Adopting different points of view, this article analyzes a manuscript recently discovered in the Bibliothèque municipale de Lyon, the Dictionarium Latino Nankinense juxta Materiarum ordinem dispositum, handwritten by the French Jesuit missionary Benjamin Brueyre. It focuses in particular on the discovery’s potential importance for the study of Qing dynasty Nanjing Mandarin, while referencing its implications on the cross-cultural interactions between China and Europe. After an introduction presenting other fundamental texts compiled in Nanjing Mandarin by Western missionaries and scholars, the first section details the most commonly accepted grammatical theoretical framework for distinguishing Beijing Mandarin and Nanjing Mandarin.
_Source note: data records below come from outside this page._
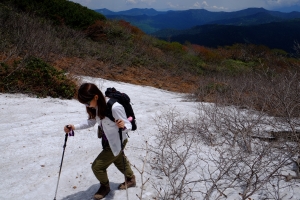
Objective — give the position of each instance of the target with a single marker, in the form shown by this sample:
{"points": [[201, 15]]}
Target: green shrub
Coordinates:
{"points": [[36, 77]]}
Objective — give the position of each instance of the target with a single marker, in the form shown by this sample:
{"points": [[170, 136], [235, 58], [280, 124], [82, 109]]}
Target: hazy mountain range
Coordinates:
{"points": [[199, 26]]}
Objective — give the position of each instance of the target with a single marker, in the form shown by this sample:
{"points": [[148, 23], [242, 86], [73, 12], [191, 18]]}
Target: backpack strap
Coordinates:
{"points": [[109, 105]]}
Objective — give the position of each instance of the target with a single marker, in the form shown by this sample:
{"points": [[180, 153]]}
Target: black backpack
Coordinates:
{"points": [[124, 100]]}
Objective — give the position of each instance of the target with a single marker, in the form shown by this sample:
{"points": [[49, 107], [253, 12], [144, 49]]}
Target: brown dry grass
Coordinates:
{"points": [[161, 78]]}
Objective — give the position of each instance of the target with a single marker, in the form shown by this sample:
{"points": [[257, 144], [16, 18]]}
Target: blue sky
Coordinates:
{"points": [[211, 5]]}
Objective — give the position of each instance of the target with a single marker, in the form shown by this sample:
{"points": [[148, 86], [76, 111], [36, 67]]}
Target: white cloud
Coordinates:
{"points": [[219, 8], [172, 5], [197, 5], [204, 4], [131, 1], [283, 2]]}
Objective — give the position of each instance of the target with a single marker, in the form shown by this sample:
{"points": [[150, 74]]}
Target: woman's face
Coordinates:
{"points": [[92, 103]]}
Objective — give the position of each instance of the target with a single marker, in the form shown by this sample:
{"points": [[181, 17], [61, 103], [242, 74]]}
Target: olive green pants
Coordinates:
{"points": [[105, 159]]}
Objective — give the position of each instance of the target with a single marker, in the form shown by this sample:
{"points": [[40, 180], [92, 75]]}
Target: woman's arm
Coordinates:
{"points": [[85, 124]]}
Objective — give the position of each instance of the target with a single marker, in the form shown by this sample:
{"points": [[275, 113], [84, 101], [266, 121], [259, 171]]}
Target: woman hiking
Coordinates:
{"points": [[92, 97]]}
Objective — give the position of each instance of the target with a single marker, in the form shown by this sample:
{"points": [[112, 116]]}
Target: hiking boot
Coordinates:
{"points": [[102, 192], [130, 183]]}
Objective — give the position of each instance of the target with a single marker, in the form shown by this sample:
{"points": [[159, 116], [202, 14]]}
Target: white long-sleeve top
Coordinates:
{"points": [[110, 128]]}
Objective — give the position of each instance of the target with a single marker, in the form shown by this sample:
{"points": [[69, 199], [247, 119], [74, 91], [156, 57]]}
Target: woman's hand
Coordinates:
{"points": [[120, 123], [68, 128]]}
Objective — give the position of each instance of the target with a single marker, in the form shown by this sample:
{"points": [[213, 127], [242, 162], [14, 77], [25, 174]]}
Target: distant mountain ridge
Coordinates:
{"points": [[150, 20], [275, 35], [212, 29]]}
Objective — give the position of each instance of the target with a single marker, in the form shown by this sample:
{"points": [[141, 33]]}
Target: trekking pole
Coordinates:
{"points": [[62, 158], [123, 154]]}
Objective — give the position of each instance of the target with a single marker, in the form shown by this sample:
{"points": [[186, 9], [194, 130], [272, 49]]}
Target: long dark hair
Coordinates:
{"points": [[86, 93]]}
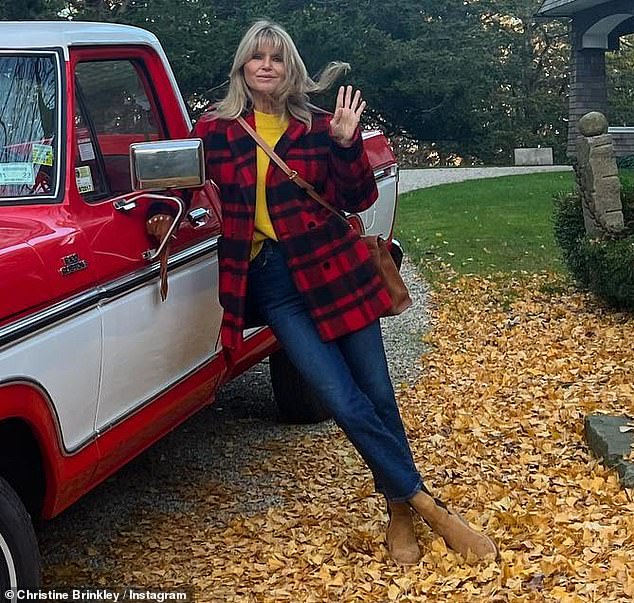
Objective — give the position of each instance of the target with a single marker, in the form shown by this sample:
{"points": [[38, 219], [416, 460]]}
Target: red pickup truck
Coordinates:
{"points": [[94, 367]]}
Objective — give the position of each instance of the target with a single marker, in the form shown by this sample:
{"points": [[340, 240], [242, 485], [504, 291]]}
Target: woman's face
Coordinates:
{"points": [[265, 71]]}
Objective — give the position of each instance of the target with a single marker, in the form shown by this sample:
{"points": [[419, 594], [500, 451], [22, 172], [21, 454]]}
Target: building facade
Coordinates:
{"points": [[596, 27]]}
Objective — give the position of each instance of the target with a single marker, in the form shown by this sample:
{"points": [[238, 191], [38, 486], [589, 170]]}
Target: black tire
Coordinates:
{"points": [[19, 555], [296, 401]]}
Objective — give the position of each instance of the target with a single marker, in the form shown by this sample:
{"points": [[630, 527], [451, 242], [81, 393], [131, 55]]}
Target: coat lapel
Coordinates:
{"points": [[293, 133], [243, 150]]}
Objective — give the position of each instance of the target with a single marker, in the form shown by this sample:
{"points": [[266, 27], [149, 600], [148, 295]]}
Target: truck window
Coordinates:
{"points": [[117, 107], [29, 122]]}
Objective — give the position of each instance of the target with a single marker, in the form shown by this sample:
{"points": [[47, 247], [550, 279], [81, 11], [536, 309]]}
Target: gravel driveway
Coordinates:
{"points": [[423, 178]]}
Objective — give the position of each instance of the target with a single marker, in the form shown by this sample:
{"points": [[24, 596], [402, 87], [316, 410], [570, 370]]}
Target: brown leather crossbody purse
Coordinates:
{"points": [[377, 247]]}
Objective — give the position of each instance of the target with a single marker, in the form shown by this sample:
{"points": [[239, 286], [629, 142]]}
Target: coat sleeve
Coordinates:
{"points": [[351, 185]]}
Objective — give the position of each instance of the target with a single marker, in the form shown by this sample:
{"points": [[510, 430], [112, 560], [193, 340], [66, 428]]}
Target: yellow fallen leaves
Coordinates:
{"points": [[495, 422]]}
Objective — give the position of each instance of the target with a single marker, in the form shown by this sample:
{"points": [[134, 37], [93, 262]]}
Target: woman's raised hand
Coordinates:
{"points": [[347, 114]]}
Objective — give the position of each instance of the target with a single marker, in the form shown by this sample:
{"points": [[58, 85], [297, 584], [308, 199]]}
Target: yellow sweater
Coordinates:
{"points": [[270, 127]]}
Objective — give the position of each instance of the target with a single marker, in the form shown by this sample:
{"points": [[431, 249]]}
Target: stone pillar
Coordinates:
{"points": [[598, 176], [588, 88]]}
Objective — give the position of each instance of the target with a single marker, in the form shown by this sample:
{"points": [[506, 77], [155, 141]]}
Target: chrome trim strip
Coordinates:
{"points": [[84, 301], [387, 172]]}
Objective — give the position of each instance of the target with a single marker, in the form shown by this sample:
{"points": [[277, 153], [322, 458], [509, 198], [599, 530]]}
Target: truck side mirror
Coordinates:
{"points": [[165, 164]]}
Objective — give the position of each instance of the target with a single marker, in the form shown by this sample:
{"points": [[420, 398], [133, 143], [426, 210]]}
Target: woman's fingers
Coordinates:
{"points": [[348, 101], [340, 96], [355, 101], [360, 109], [348, 98]]}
In the second section, the author presents the manuscript in detail, describing its purpose, its possible sources, and some of its linguistic peculiarities, particularly the lexicological, lexicographical, and grammatical features, as well as some illustrative examples of cross-cultural translations. Finally, in the third section, using the framework presented in the first, the author shows that the Dictionarium is a text mixing linguistic features from different varieties of Mandarin. As highlighted by the approach of missionary linguistics, the manuscript is a rare and important record of lexicological, lexicographical, grammatical, and romanization features of late Qing dynasty Chinese and deserves further research from both historical linguistic and cross-cultural perspectives.